The light commercial vehicle (LCV) segment is affected too. Both Tata Motors and ALL reported negative growth of 6.7% and 6%, respectively, in the LCV segment in the first quarter of the current fiscal. Ashok Leyland, which reported flat growth in the first two months of Q1, witnessed negative growth of 17.3% for the first time in June on its only LCV Dost. This is despite huge discounts and low EMIs that have failed to entice fleet owners, said SP Singh, senior fellow, Indian Foundation of Transport Research and Training, a research institute with a keen focus on the truck industry.

Yaresh Kothari, an analyst with Angel Broking, said that while the near-term environment continues to remain challenging for the sector, long-term structural growth drivers for the industry and easy availability of finance will remain intact.

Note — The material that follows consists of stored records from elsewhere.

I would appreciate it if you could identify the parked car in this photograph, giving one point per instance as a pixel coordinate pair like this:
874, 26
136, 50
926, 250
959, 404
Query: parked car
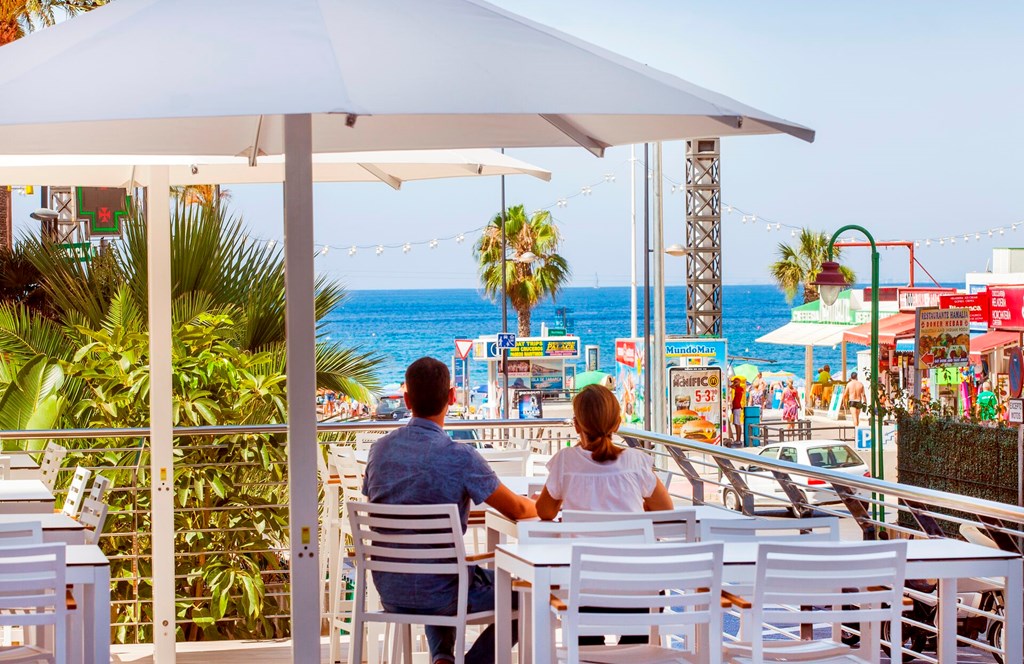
832, 455
391, 407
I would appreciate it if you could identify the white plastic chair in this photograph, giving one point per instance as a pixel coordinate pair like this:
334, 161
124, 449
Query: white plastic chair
33, 593
508, 462
50, 465
820, 529
76, 492
825, 583
679, 584
93, 516
670, 525
436, 528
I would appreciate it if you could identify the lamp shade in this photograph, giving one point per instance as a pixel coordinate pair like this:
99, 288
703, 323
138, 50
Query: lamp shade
829, 282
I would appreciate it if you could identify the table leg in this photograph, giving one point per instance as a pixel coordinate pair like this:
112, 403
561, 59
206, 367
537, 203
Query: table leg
503, 616
946, 622
1014, 614
541, 645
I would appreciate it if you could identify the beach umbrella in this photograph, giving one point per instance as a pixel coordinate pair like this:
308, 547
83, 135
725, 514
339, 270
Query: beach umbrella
257, 77
390, 167
748, 371
591, 378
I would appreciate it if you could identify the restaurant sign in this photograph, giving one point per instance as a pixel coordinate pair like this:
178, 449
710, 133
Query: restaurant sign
943, 337
1006, 307
565, 347
977, 303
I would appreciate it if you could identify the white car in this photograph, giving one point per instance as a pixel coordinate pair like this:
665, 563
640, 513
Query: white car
833, 455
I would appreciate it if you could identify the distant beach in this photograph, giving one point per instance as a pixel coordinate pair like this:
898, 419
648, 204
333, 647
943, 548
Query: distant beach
403, 325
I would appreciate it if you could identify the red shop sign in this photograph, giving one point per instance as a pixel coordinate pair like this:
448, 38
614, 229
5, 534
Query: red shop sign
977, 302
1007, 307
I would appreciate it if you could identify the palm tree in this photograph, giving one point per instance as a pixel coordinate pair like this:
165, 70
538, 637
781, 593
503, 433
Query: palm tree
799, 265
20, 16
535, 268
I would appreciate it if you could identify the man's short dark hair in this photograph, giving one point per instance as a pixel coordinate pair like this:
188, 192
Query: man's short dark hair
427, 386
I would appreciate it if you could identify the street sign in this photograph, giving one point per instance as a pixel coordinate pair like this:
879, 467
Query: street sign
1015, 411
463, 347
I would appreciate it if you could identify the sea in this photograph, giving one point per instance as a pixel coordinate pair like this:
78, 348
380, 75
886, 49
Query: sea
403, 325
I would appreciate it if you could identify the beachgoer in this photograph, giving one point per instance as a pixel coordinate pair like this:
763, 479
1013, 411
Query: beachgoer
419, 464
791, 405
855, 398
597, 475
987, 403
737, 408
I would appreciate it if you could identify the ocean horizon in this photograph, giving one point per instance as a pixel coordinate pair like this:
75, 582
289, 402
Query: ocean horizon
403, 325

According to the brokerage house, Tata Motors reported a 11.2% drop in its M&HCV segment for the quarter-ended June to 32,997 units compared to 37,151 units in the same period last fiscal. In the LCV segment, the company reported a decline of 6.7% to 83,500 units (89,483 units in Q1FY13). Similarly, Ashok Leyland reported a decline of 26.4% in the June quarter to 14,897 units as against 20,239 units sold in same quarter last fiscal while LCV Dost reported a 5.8% decline in Q1 to 6,824 units as against 7,248 units sold in same quarter last fiscal.

Surjit Arora of Prabhudas Lilladher said: "This is a tough time for CV manufacturers. The situation is not expected to improve even in the next quarter (July-September). The lack of demand in freight, fall in rentals and a slow pick-up in industrial activity have forced fleet-owners to postpone their purchasing decisions and this is despite discounts ranging between R50,000 and R3 lakh, depending upon the tonnaage of the vehicle. We see OEMs coming under margin pressure during the quarter as well in Q2 too.

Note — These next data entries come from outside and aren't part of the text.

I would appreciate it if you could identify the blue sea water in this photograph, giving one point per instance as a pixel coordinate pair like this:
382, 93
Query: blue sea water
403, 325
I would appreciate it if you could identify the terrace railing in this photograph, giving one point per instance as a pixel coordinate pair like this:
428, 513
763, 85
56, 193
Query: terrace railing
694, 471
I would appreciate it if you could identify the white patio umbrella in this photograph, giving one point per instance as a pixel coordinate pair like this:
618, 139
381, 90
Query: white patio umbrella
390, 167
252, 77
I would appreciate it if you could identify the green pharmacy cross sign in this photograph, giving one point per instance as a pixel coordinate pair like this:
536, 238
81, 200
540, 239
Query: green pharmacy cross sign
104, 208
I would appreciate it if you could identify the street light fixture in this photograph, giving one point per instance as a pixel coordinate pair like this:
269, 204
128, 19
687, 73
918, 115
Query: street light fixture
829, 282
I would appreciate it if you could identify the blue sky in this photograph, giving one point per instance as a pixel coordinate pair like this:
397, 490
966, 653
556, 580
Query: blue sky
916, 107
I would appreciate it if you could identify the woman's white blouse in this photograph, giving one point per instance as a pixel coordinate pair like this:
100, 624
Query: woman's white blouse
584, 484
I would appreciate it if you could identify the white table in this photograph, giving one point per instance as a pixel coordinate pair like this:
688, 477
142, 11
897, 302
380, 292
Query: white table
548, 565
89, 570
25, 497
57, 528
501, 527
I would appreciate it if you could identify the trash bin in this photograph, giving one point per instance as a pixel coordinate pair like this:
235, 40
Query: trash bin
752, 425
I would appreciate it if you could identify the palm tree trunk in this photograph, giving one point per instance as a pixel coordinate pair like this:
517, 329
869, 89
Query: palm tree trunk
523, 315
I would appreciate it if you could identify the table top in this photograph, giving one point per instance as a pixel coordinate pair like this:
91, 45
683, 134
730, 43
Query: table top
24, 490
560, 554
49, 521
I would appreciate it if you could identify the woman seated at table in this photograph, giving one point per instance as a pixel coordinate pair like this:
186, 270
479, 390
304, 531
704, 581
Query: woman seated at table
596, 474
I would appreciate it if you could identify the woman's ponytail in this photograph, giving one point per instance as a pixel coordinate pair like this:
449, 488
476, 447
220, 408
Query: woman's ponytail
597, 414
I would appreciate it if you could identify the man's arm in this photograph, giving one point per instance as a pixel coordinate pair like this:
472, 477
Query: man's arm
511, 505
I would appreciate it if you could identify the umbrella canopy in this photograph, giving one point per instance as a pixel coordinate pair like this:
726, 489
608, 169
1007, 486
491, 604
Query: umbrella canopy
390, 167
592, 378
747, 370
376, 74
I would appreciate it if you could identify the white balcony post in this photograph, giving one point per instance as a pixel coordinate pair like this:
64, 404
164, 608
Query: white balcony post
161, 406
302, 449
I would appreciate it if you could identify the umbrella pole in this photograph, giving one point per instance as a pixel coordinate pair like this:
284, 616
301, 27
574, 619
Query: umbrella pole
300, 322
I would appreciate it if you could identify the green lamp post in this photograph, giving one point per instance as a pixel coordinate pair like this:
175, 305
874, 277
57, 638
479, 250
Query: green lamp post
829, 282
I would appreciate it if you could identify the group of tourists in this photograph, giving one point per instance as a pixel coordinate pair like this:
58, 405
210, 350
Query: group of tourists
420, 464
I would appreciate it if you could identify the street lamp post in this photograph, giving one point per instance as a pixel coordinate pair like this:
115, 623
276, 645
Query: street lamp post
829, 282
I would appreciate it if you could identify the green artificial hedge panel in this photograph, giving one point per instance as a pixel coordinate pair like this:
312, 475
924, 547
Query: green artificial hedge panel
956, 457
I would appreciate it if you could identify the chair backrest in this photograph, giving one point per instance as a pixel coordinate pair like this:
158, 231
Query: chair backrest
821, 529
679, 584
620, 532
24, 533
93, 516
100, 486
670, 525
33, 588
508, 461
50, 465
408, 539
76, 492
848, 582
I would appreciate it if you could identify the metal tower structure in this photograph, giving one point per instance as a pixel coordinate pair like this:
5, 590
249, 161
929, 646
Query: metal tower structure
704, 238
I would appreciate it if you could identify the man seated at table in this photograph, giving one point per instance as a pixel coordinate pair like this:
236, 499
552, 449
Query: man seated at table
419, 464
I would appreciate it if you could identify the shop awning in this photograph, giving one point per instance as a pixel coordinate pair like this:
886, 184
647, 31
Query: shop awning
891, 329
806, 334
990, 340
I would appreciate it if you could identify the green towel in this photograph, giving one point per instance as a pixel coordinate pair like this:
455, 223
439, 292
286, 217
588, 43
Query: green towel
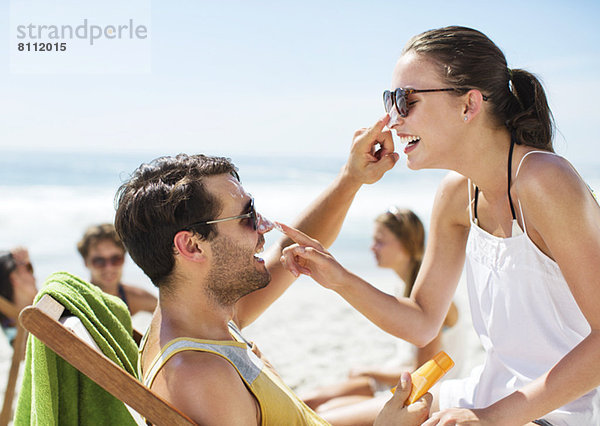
55, 393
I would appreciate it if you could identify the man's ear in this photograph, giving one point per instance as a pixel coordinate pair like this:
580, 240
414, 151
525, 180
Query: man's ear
190, 246
473, 104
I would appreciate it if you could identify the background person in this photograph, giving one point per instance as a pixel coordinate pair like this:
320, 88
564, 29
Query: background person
104, 255
17, 284
398, 244
522, 218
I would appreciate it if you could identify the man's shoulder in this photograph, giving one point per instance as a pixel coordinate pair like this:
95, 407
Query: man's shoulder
207, 386
188, 365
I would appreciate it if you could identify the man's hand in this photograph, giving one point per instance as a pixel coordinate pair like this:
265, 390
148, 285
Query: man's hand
372, 153
395, 413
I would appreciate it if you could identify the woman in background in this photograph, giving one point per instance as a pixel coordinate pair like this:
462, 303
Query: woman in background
17, 285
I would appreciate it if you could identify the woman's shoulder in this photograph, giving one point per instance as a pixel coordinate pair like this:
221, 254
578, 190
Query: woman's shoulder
452, 198
548, 174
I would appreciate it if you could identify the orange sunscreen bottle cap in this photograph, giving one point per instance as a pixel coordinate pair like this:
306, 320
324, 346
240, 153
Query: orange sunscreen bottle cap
427, 375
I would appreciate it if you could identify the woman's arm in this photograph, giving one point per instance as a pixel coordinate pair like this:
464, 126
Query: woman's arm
417, 319
563, 220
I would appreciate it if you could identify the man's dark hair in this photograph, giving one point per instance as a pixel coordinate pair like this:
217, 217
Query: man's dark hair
162, 198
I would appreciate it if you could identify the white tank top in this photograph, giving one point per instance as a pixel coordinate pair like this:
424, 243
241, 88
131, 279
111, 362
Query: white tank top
526, 319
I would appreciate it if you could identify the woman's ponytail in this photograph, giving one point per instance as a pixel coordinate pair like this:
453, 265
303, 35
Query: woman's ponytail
529, 117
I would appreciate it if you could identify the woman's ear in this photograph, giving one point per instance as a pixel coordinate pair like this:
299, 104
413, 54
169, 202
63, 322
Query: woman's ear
472, 105
190, 246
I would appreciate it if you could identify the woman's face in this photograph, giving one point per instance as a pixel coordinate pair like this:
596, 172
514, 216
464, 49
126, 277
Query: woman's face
388, 250
105, 262
22, 277
434, 126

Says Vishal Srivastav of Care Ratings, "The pressure would continue for a few more months. Customers have stopped discretionary spending due to a drop in freights, rentals and uncertainty over the economic growth despite the monsoon and likely infra spends. Even fleet-owners find it difficult to pass on the monthly increase in diesel prices as overall sentiment is weak."

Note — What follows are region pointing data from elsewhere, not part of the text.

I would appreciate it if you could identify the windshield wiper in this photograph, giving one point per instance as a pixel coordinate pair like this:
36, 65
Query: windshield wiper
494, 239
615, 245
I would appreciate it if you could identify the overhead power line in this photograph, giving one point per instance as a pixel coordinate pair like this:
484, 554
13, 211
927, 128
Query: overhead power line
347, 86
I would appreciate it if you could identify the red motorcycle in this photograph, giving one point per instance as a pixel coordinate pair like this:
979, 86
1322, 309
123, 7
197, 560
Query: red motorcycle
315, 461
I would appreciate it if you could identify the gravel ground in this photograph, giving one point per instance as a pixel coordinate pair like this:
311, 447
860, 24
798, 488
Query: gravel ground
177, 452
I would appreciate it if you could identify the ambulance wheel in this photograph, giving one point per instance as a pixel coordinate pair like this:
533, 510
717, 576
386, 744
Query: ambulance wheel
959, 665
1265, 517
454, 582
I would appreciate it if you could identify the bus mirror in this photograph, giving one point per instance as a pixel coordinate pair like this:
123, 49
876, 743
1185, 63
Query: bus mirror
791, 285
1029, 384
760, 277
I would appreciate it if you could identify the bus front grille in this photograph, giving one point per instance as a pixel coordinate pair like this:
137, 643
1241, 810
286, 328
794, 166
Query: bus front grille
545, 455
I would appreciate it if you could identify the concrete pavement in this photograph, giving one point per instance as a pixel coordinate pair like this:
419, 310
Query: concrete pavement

According to him, OEMs will see pressure on LCV sales too as the overall negative sentiment has caught this segment too. "One cannot expect LCV segment to grow at the rate of the last two years as this segment base has gone to a higher size of 5.5-6 lakh units per annum. New products and overall buoyancy in the previous two years saw the LCV segment grow at 25% and 16%, respectively. However, given the challenging times and other factors coupled with good monsoon, we expect this segment to grow moderately at 4- 5% during the fiscal while M&HCV segment may report flattish or even negative growth."

With heavy discounts on sales and negative growth in both segments, OEMs will come under margin pressure during the quarter and they will have to try to bring down the inventory level and cut production to arrest pressure , he added.